Development of plastics upcycling technology using fungal polyester-degrading system

利用真菌聚酯降解系统开发塑料升级回收技术

• 批准号: 19K12410
• 负责人: 井上 宏之
• 金额: $ 2.83万
• 依托单位: National Institute of Advanced Industrial Science and Technology
• 依托单位国家: 日本
• 项目类别: Grant-in-Aid for Scientific Research (C)
• 财政年份: 2019
• 资助国家: 日本
• 起止时间: 2019-04-01 至 2021-03-31
• 项目状态: 已结题
• 来源: https://kaken.nii.ac.jp/en/grant/KAKENHI-PROJECT-19K12410/
• 关键词: 脂肪族ポリエステル分解; タラロマイセス・セルロリティカス; プラスチック分解処理; セルラーゼ生産糸状菌; エステラーゼ; ポリカプロラクトン; ポリヒドロキシ酪酸; クチナーゼ; プラスチック分解; 脂肪族ポリエステル; 糸状菌; バイオマス分解

本研究では、植物分解性の糸状菌が本来備えているポリエステル分解システムを解明し、その機能をベースにしたプラスチック分解処理の基盤技術を開発することを目的としている。高いセルラーゼ生産能を有するTalaromyces cellulolyticusを対象に、セルロースおよび脂肪族ポリエステルを炭素源として誘導分泌されるタンパク質群の中から、ポリエステル分解酵素の探索を行った。種々の脂肪族ポリエステルを炭素源として得られた培養液を評価した結果、ポリヒドロキシ酪酸（PHB）を用いて得られた培養上清液において、PHB分解活性が確認された。分子量の異なる２種類のPHB分解酵素を精製し、LC-MS/MS分析によるゲル内タンパク質同定を行った結果、両酵素は同一遺伝子由来であり、Talaromyces funiculosusで同定済みのPHB分解酵素と非常に高い相同性を示すことが明らかとなった。他方、セルロース炭素源とした培養上清液からは、ポリカプロラクトン（PCL）を分解する活性が確認され、リグノセルロース分解に関わる酵素群の関与が予想された。PCL分解酵素の精製に先立ち、PCLの分解によって生じるカルボキシル基末端を2-ニトロフェニルヒドラジンでラベル後に定量する簡易アッセイ法を確立した。本アッセイ法を用いて酵素を精製し、最終的に２種類の推定クチナーゼ及び１種類の推定ペクチンエステラーゼを同定した。
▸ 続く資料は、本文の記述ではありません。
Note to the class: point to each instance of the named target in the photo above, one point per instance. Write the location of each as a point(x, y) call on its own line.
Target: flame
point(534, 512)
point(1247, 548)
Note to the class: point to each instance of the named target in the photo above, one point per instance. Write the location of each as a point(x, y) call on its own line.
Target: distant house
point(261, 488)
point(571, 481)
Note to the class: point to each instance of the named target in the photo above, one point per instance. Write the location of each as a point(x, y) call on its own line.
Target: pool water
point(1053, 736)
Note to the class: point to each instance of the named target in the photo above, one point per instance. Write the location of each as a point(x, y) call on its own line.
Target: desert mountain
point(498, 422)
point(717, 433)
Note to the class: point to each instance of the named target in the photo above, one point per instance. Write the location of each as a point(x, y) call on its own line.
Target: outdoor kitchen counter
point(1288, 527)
さらにゲノム情報に基づいてこれらの遺伝子をクローニングし、T. cellulolyticusを宿主に用いて組換え酵素の大量生産に成功した。本研究で同定された３種のエステラーゼは、いずれもTalaromycesにおいて初めてPCL分解活性が確認された酵素であり、今後の機能解析によって、植物分解性の糸状菌が本来備えているポリエステル分解システムの解明が期待される。
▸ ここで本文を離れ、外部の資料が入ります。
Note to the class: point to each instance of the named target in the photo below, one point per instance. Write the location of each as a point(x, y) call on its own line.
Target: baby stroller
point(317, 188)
This study aims to develop the basic technology of plant decomposition process by analyzing the original preparation of plant decomposition process and its function. The study of Talaromyces cellulolyticus as a target enzyme for high molecular weight production and for carbon source induction and secretion. The results of the evaluation of the fatty acid (PHB) in the culture medium were confirmed. The molecular weights of two different PHB enzymes were purified, and LC-MS/MS analysis showed that they had the same molecular weight and identity, and that the PHB enzymes had the same molecular weight and identity. The activities of enzymes involved in the decomposition of other carbon sources in culture supernatant were identified and analyzed. A simple method was established for the purification of PCL decomposing enzyme, the production of PCL decomposing enzyme, and the quantification of PCL decomposing enzyme. This method uses enzymes to refine and determine the final 2 kinds of putative enzymes and 1 kinds of putative enzymes. The information in the base of the file is transmitted to the server. Cellulyticus was successfully mass-produced by using the recombinant enzyme. In this study, we identified three kinds of phytotrophic bacteria, including Talaromyces, and expected to identify the enzyme activity and functional analysis of phytotrophic bacteria.